Rethinking security in the era of Internet of Things
The emergence of Internet of Things (IOT) — the connection of physical devices to the internet — will rapidly expand the number of connected devices integrated into our everyday lives, while at the same time, it will expose businesses and individuals to security risks of incredible heights, believe experts.
Beyond traditional perimeter
“With Internet of things gaining prominence, connectivity will be present everywhere. This means that everything that can be connected will be connected,” says Amitabh Ray, senior vice-president, Ericsson India Global Services. However, this will give rise to a new security and privacy concern, as along with devices, hackers will also be better equipped, and target sensitive data from internet-based sensors.
Experts point out by 2020, trillions of sensors will be feeding data across the internet, recording everything from people’s movements to what they have just bought. with the humongous data sharing that will be involved in the world of IOT, cyber security needs a new approach.Dan Wood, senior marketing manager of HP explains that the data deluge in the era of Internet of things corroborates that traditional perimeter and data defenses are not going to be sufficient for enterprises to protect themselves.
Based on a recent survey conducted by HP Research, Wood believes the brand and customer reputation will depend on how responsible and secure a company is with customers’ data. As businesses gain greater access to data on their customers, including their location and context, they have to make ethical decisions on how to use customers’ information, as some part of it will always remain private and needs to be secured. According to Wood, these are not decisions that are meant to be taken solely by the CIO or the CSO, but it has to be collective responsibility of all the board-level executives in the organization who are responsible to manage the risks.
According to some, security in the era of IOT is more about data democratization. “Enterprises have to move beyond monitoring to control. To fully understand the value of internet of things, companies must bring new levels of autonomy to operations,” mentions Christopher J. Rezendes, president of INEX Advisors, a consultancy focused on the IoT in a recent blog. He says: “The autonomy will require devices to operate in independent mode, and support remote access to control functions. For example, they will have to ensure secure-two-way communications among devices.”
Experts opine that businesses investing in the IOT, need to establish new standards of construct including the technologies to secure the internet of things as well as new standards of conduct that includes policies to secure the IOT. As Rezendes points out in the blog, the first step should be to acquaint yourself with resilient networking principles that explores network or cyber security in more connected, automated, and dynamic digital networks that comprises IOT.

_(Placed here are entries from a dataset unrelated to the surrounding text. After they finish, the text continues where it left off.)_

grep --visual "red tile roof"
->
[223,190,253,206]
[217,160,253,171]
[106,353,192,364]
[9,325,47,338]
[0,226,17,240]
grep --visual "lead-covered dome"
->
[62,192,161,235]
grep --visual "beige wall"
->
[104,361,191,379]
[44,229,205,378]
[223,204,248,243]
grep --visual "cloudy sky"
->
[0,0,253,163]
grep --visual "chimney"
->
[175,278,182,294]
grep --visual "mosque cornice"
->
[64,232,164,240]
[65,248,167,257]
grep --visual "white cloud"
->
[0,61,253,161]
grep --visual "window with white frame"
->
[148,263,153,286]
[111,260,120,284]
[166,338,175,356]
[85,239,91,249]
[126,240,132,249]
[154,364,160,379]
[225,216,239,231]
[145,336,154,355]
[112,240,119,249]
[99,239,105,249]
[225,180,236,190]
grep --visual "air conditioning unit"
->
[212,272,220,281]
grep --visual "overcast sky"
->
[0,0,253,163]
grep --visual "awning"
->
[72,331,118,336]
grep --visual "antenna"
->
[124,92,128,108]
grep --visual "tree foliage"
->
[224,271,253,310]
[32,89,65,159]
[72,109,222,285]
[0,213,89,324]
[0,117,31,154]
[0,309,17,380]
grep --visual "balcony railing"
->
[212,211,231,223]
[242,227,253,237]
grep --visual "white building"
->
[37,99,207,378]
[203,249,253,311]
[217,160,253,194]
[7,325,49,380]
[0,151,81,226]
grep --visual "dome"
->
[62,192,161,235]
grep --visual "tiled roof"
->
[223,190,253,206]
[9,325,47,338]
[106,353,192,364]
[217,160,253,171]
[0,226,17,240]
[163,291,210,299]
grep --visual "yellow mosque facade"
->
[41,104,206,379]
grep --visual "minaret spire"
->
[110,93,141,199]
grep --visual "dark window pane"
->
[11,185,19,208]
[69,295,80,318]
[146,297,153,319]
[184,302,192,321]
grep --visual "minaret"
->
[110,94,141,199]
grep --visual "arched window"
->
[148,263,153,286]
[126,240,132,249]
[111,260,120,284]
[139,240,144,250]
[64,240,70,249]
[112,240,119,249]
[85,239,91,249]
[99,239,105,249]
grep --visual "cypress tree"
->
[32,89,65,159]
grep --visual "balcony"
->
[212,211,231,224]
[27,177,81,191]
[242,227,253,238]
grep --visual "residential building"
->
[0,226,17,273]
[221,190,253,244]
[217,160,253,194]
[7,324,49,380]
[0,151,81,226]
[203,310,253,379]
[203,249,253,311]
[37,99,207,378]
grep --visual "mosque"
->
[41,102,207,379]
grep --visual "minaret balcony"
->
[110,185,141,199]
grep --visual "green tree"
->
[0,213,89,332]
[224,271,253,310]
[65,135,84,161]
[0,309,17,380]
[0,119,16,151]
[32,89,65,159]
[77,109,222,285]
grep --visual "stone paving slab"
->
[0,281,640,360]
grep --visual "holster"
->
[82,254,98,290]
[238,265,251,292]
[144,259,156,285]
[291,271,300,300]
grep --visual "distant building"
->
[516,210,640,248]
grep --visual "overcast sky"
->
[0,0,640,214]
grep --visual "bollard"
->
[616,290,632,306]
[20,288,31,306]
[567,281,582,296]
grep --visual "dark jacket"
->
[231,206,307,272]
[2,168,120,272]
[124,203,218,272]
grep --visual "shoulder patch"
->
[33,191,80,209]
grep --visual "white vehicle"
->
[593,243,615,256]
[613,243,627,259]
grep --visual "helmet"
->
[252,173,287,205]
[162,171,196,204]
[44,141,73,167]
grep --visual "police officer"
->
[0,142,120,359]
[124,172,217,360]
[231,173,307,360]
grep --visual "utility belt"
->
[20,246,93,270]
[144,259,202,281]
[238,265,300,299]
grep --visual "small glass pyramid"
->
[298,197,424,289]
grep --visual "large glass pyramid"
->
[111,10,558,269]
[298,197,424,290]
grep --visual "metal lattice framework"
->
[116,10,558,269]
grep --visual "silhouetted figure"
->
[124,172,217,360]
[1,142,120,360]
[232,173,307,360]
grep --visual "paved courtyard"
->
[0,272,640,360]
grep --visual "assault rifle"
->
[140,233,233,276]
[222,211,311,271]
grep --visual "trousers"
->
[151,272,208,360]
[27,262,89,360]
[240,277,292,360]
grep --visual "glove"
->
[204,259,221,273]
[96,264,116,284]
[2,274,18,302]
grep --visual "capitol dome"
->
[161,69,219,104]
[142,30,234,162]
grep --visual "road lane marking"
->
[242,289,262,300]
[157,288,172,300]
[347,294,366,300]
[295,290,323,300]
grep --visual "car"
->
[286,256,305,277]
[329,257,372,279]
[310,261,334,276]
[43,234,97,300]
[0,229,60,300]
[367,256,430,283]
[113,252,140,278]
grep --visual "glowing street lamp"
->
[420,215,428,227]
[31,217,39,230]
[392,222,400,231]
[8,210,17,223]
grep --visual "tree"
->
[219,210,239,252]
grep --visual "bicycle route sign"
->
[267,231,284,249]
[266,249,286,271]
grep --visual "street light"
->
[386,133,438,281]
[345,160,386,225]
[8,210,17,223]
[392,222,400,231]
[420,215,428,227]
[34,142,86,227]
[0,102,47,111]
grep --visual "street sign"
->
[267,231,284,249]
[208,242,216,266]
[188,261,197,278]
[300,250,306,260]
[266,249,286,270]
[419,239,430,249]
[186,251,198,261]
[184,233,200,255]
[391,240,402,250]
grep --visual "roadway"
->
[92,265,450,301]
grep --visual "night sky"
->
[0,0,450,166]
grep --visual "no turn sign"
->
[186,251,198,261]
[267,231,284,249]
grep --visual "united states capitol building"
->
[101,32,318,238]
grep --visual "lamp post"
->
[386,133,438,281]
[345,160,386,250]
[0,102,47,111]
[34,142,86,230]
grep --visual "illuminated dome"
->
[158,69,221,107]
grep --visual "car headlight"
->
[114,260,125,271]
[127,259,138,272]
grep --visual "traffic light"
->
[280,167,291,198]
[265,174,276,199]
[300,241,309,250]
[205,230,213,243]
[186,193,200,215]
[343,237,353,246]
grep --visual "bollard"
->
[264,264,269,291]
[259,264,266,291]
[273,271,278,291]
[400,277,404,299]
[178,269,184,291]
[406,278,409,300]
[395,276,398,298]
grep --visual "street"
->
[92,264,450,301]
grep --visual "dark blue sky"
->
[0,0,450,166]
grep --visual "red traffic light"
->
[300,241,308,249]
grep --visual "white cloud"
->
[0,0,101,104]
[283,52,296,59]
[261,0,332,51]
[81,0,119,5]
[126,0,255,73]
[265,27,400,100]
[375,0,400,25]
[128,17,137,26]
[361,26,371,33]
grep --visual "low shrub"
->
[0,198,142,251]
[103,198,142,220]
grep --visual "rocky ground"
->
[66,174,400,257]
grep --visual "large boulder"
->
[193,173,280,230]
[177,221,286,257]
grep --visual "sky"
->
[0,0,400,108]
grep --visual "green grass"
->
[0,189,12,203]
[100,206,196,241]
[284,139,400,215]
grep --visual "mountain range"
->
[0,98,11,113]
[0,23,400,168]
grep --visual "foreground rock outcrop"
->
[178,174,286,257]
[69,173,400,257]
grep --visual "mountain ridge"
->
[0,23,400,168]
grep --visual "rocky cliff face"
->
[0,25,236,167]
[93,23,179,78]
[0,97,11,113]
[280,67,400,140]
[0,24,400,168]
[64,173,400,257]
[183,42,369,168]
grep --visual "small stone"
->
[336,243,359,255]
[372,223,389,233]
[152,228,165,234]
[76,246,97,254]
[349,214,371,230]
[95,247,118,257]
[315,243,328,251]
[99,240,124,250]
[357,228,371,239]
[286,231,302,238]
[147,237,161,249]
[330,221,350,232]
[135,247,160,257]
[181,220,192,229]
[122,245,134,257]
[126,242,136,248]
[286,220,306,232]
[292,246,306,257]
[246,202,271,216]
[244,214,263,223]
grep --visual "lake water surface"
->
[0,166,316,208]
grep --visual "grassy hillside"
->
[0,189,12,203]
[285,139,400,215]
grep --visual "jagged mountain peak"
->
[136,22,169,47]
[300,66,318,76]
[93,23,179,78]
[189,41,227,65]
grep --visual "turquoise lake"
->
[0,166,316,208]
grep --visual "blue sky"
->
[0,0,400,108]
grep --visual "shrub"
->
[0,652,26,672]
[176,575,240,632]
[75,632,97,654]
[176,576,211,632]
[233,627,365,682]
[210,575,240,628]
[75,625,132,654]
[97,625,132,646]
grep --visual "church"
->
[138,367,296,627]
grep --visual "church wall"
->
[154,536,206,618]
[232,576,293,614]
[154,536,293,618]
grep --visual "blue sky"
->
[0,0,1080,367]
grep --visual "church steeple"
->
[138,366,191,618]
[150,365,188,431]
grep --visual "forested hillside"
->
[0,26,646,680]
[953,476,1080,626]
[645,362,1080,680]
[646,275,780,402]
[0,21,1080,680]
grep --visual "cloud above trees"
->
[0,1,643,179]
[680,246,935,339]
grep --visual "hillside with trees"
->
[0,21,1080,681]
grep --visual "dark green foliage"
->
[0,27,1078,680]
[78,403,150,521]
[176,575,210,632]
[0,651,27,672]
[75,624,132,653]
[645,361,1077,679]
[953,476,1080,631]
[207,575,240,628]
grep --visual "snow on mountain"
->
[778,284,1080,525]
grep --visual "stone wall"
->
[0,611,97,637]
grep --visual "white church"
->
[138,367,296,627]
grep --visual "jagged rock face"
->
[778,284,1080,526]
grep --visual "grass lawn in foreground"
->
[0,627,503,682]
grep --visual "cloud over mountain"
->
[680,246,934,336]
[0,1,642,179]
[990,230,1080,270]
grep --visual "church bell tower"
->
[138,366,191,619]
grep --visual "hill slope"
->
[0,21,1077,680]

While developing policy around their IOT investments, enterprises should work with utmost caution. As Chris Clearfield, a principal at System Logic, points out enterprises should ask ‘why’ a specific device should be connected before connecting it and who will benefit? What would be the benefits? And likewise a set of key questions that can become a useful framework for working with partners to frame mutually agreed policies.
Experts believe ensuring success in the world of IOT will depend on not only defining the right security technologies, but also the right policies and its implementation. Internet of things has huge potentials and by realigning security systems to limit its potential threats, businesses can reach a new era of innovation.